The New Era, Part 2 (Moffat and Smith)
The youngest actor to ever play the Doctor, the 26-year-old Smith was something of a wild card, as he was more of an unknown than his predecessors. Upping the ante further, Smith’s debut also introduced a new companion, giving loyal viewers no one they recognized (really, the last thing you’d want if the new guy turns out to be a dud). But Smith, who played the Doctor with a loose-limbed, goofy irreverence, quickly staked out his place as a Doctor who could be likable and menacing in almost the same breath.

Smith’s main companions were romantic couple Amy Pond (Karen Gillan) and Rory Williams (Arthur Darvill), who added a love-triangle dynamic to the proceedings (with loyal Rory being outshone by Amy’s childhood “imaginary friend” come to life) before getting bogged down in crazy internal mythology that drew River Song into the mix. After Amy and Rory left the show, the series began revolving around mysterious new companion Clara Oswald (Jenna Coleman), whose connection to the Doctor spanned an entire season, with Coleman playing multiple characters along the way. The mystery was resolved in last season’s Christmas episode, where Clara proved instrumental to changing the Doctor’s personal history, helping to engineer the rescue of the Doctor’s homeworld and the other Time Lords, though the planet remains sealed off (at least for now) from the Doctor. In that same episode, the Matt Smith Doctor dies, beginning a new regeneration cycle as he becomes the Twelfth Doctor, played by Peter Capaldi.

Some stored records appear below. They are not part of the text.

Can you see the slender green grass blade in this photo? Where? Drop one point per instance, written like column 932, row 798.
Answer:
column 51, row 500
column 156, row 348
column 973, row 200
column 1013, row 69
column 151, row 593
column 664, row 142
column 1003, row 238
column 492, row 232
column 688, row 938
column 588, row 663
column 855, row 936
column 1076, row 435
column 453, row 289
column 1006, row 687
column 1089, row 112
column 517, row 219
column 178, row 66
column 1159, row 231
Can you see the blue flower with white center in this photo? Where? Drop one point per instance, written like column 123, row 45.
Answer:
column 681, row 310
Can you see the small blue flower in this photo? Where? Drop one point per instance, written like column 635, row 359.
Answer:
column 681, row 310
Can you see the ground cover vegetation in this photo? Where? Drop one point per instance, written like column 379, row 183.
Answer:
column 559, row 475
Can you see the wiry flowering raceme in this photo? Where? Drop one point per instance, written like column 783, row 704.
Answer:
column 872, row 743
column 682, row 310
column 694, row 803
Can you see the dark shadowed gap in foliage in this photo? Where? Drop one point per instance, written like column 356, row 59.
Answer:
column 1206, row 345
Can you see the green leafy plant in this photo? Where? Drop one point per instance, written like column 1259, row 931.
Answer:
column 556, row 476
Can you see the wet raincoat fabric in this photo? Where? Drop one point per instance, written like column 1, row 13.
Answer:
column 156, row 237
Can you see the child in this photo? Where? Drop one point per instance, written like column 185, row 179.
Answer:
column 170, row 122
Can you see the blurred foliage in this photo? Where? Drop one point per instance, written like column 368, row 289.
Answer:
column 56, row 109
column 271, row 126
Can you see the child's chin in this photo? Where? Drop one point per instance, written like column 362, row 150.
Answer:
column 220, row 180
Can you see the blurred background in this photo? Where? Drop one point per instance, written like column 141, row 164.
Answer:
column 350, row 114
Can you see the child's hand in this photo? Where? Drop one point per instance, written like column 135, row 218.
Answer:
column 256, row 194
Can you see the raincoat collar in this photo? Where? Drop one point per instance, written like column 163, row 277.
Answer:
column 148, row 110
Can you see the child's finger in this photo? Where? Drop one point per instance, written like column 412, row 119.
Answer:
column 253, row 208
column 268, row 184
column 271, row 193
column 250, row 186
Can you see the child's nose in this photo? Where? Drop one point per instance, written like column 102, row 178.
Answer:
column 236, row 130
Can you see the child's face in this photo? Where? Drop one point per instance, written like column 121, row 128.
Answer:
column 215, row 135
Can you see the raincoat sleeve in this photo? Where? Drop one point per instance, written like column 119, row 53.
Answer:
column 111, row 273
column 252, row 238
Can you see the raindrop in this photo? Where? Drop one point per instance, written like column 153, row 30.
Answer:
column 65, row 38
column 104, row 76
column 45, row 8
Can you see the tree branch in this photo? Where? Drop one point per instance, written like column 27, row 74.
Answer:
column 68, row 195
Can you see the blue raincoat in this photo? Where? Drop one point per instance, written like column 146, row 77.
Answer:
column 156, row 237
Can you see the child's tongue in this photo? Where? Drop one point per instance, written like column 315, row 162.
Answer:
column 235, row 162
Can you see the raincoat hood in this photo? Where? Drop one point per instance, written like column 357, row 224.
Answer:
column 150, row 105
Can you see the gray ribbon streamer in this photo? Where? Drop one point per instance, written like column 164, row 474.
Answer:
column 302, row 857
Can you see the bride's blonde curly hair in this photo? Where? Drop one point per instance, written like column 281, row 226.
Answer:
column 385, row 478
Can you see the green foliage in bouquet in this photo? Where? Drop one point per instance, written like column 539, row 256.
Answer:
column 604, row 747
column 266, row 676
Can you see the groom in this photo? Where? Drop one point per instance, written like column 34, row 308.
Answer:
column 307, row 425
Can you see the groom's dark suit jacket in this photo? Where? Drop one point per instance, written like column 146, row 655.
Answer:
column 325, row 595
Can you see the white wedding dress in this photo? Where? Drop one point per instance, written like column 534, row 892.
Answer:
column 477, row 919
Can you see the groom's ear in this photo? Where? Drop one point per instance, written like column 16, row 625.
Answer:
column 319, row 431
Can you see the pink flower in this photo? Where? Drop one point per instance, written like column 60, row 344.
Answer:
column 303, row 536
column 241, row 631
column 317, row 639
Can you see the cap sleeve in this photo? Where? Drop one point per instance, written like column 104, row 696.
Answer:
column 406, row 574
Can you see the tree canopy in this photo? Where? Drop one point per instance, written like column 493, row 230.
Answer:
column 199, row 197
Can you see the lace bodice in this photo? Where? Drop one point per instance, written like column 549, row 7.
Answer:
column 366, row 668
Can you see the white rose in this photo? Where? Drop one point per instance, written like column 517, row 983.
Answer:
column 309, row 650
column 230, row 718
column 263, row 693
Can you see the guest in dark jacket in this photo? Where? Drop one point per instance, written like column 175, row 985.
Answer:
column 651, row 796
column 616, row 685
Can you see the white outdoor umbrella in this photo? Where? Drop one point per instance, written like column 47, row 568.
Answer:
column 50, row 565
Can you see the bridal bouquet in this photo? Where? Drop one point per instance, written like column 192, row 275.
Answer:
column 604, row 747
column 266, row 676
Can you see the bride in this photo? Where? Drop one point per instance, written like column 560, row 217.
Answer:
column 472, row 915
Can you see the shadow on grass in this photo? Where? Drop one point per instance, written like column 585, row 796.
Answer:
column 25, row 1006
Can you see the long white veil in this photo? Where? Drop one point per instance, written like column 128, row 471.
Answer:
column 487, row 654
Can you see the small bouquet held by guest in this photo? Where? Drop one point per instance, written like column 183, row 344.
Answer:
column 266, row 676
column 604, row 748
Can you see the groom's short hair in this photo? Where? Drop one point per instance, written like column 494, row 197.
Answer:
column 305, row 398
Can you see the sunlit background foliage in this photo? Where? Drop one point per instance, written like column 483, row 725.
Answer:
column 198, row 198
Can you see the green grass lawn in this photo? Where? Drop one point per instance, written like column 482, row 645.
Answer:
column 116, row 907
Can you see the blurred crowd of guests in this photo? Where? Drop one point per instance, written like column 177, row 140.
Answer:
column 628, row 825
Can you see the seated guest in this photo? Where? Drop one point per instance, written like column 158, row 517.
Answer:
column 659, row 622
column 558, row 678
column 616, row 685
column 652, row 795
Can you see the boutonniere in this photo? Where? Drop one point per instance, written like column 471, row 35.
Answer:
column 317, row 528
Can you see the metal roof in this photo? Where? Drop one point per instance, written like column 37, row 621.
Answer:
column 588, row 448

The Newest of New (Capaldi)
So that’s it. Apart from mentioning elaborate time-twisting story lines (“Bad Wolf”); guest characters (Craig Ferguson’s rumored replacement James Corden appeared on two great Smith episodes); the “War Doctor” who doesn’t count as one of the Twelve, even though he should; and, of course, the “Paternoster Gang,” comprised of an adorable married lesbian couple (one of whom is a lizard) who are detectives in Victorian England, and their manservant, Strax (an alien who looks like a potato), that should have you covered. The challenge is to not get overly worried about the continuity and minutia and instead enjoy the wit and high-paced, high-stakes adventure that Moffat & Co. (hopefully) bring to the proceedings.

Just don’t get too attached to Coleman’s Clara, as recent rumors suggest she’s leaving the show by Christmas, making an opening for yet another new companion.

(Did I mention that one previous companion was Kylie Minogue? Like I said, there’s a lot you can skip over …)

* The two parts of this article marked by asterisks have been updated to reflect booboos we made relating to Russell T. Davies. Please forgive us.